Don't trust your eyes when looking at weak pointers
We have some really old piece of code. It’s basically a proxy for an NSTimer retained by the timer instead of our precious View Controller that shows the PDF file. The code was written in the manual reference counting times, then semi-automatically translated to ARC and left for good. Turned out that all these years, since the translation to ARC, it had a bug that led to a leak that went under the radar of leak detection tools.
The code of the timer looks pretty much like this:
@interface MYAutosaveTimer ()
@property (nonatomic, weak) MYViewController *owner;
@end
@implementation MYAutosaveTimer
- (void)setOwner:(MYViewController *)owner {
if (_owner) {
// invalidate and release the real timer
}
_owner = owner;
if (_owner) {
// start the real timer
}
}
@end
The client code looks something like this:
- (instancetype)init {
...
_autosaveTimer = [MYAutosaveTimer new];
[_autosaveTimer setOwner:self];
...
}
- (void)dealloc {
...
[_autosaveTimer setOwner:nil];
}
Looks awful in the modern days, but just as I said – an old stuff 🤷♂️. I’ve rewritten it for good now.

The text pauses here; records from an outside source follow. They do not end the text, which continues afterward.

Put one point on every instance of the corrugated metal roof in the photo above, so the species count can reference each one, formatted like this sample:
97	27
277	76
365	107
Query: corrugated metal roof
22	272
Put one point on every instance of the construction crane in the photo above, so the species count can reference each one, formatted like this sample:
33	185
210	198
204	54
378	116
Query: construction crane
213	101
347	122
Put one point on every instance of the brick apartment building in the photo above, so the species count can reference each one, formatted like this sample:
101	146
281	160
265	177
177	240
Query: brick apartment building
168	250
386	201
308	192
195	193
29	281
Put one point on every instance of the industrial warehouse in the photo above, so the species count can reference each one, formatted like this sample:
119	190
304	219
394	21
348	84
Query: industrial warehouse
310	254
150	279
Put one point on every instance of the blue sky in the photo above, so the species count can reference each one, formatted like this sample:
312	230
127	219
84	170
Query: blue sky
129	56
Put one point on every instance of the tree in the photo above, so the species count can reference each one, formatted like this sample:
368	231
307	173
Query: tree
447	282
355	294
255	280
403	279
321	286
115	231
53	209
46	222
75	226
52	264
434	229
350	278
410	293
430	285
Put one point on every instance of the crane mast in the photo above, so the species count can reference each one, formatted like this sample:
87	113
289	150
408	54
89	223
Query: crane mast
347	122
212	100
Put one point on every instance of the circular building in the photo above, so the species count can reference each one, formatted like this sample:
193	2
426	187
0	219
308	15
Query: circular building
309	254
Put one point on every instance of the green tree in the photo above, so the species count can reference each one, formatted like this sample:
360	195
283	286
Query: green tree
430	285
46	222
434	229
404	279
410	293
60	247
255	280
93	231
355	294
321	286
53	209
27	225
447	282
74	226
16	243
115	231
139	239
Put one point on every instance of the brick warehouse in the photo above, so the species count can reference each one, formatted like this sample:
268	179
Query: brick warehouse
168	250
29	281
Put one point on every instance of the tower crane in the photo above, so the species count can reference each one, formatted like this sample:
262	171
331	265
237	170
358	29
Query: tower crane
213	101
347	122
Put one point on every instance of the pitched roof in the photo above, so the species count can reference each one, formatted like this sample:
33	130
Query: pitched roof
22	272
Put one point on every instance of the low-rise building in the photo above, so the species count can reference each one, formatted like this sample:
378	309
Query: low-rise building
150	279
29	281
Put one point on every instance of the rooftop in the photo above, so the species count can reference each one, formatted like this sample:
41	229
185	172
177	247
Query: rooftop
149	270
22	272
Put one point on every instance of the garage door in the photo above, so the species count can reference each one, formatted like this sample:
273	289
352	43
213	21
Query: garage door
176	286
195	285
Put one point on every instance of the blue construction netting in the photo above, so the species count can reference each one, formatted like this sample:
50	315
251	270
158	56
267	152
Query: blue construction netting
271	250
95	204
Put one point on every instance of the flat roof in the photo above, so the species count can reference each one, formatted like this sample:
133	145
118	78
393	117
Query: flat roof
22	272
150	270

The thing that caught my eye, and the reason that I decided to write about this is the way this looks in LLDB. You step into the -setOwner: method. Observe the variables, and the _owner
is a perfectly fresh and healthy pointer with some address in it. And then you never get into the if (_owner) { }
, where the resources were supposed to be released.
So, the moral is – don’t trust your eyes with the weak pointers to an object that is being deallocated. Pointers are not just plain old addresses these days.